Yu Darvish has reportedly
agreed to a six-year, $60 million contract with the Texas Rangers. The deal includes bonuses that could be worth another $10 million.
After outbidding the Blue Jays, among other teams, for the negotiating rights to the Japanese right-hander by submitting a $51,703,411 posting fee, the total outlay for the Rangers will be at least $111 million. Darvish immediately becomes one of the highest-costing ($18.5 million AAV) pitchers in MLB (though not one of the highest-paid).
The deal, agreed to just minutes before the 5 p.m. EST deadline, is not surprising, as it was widely expected that Darvish would sign. His best alternative was to return to the Hokkaido Nippon-Ham Fighters of Nippon Professional Baseball (NPB) for 2012 and 2013, after which he would have become a true free agent with all MLB teams able to bid for his services.

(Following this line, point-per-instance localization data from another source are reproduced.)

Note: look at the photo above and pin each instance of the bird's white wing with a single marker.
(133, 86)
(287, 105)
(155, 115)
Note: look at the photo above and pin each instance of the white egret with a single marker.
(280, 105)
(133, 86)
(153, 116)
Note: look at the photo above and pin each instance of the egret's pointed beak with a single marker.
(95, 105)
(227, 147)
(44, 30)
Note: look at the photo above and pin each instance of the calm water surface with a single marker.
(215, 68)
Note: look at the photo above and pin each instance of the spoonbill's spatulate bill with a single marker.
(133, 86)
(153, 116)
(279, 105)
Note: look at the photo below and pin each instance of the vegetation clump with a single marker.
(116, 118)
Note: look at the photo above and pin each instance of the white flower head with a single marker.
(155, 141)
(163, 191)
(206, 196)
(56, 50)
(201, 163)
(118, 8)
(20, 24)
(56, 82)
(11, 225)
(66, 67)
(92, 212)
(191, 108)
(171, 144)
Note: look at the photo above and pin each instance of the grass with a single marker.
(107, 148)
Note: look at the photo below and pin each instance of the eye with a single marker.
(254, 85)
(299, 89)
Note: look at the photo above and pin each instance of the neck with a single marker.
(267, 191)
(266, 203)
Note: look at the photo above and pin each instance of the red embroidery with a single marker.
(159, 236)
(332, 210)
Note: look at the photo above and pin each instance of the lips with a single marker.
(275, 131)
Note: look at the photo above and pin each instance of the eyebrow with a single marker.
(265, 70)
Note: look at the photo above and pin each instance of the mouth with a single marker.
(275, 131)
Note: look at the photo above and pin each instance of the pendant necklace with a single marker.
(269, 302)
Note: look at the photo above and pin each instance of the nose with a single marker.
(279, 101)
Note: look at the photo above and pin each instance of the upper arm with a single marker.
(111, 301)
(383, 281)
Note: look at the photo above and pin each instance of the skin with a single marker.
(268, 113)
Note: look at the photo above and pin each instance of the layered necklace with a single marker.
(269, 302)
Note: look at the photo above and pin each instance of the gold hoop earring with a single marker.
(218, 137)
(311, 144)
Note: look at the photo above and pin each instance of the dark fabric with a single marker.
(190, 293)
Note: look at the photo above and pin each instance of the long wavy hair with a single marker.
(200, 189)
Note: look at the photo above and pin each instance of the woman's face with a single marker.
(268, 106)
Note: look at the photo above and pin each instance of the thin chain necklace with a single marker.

Darvish is considered the best Japanese pitcher ever to make the leap to MLB, a group that includes Hideo Nomo, Daisuke Matsuzaka, and Hiroki Kuroda, among others. Over his first three seasons, Nomo posted a 3.34 ERA in 627 IP, though wasn’t very effective after that. Matsuzaka, who in 2007 signed with the Red Sox on a six-year, $52 million contract (not including the $51.11 million Boston paid for the negotiating rights), had two solid seasons, but has struggled with command and health since then. Kuroda has been the best of the crop, having signed a three-year, $35.3 million contract with the Dodgers in December of 2007. Since then, Kuroda has a 3.35 ERA over 699 IP and just signed a one-year, $10 million deal with the Yankees.
In 2007, it was widely believed that Matsuzaka would be able to make a smooth transition into MLB. As we know, that hasn't happened. Darvish, however, posted significantly better numbers than Matsuzaka in the NPB: he had a better ERA (he hadn’t posted an ERA above 2.00 since 2007), better strikeouts and walks figures, and generated more groundballs. He also throws harder (low- to mid-90s), and is said to be better built (taller, more athletic) to handle a 200-inning workload. Many talent evaluators project him as at least a number-two starter (perhaps an ace) on a good team in MLB. Still, with Japanese pitchers, you never know. As I mentioned, very few Japanese starters have made the transition to MLB with sustained success. Though, Darvish is said to easily be the most talented of the group.
We’ll keep you updated as more information becomes available.
: Jeff Wilson of the Fort Worth Star-Telegram tweeted
that Darvish can opt out of the contract after the fifth year.